The pope will spend the first of three days in Turkey in the capital Ankara, notably holding a meeting with President Recep Tayyip Erdogan at his newly-constructed and hugely controversial presidential palace.
The 77-year-old Argentine pope will move to Istanbul on Saturday and Sunday, visiting key sites of the city’s Byzantine and Ottoman heritage as well as meeting the Orthodox Ecumenical Patriarch Bartholomew I.
The trip appears less controversial than the last by a pontiff to mainly Muslim Turkey — the visit by Pope Francis’ predecessor Benedict XVI in 2006 which was overshadowed by remarks he had previously made deemed to be anti-Islamic.
But the security of the pope will be paramount for the Turkish authorities.
The close contact with crowds that have been such a feature of the past trips by the charismatic head of the Roman Catholic Church are not expected to feature in Turkey.
Some 2,700 police are set to supervise his visit in Ankara, a number that will rise to 7,000 in Istanbul.

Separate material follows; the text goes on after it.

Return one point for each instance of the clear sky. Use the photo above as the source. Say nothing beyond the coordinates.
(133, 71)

There have also been calls on the pope not to meet Erdogan at his vast presidential palace which has 1,000 rooms, costing no less than $615 million (500 million euros) and seen by critics as an authoritarian extravagance.
But the Vatican has refused to be drawn into the polemic, saying it is merely accepting the invitation by the hosts for the pope, who will be by far the most important visitor so far at the palace.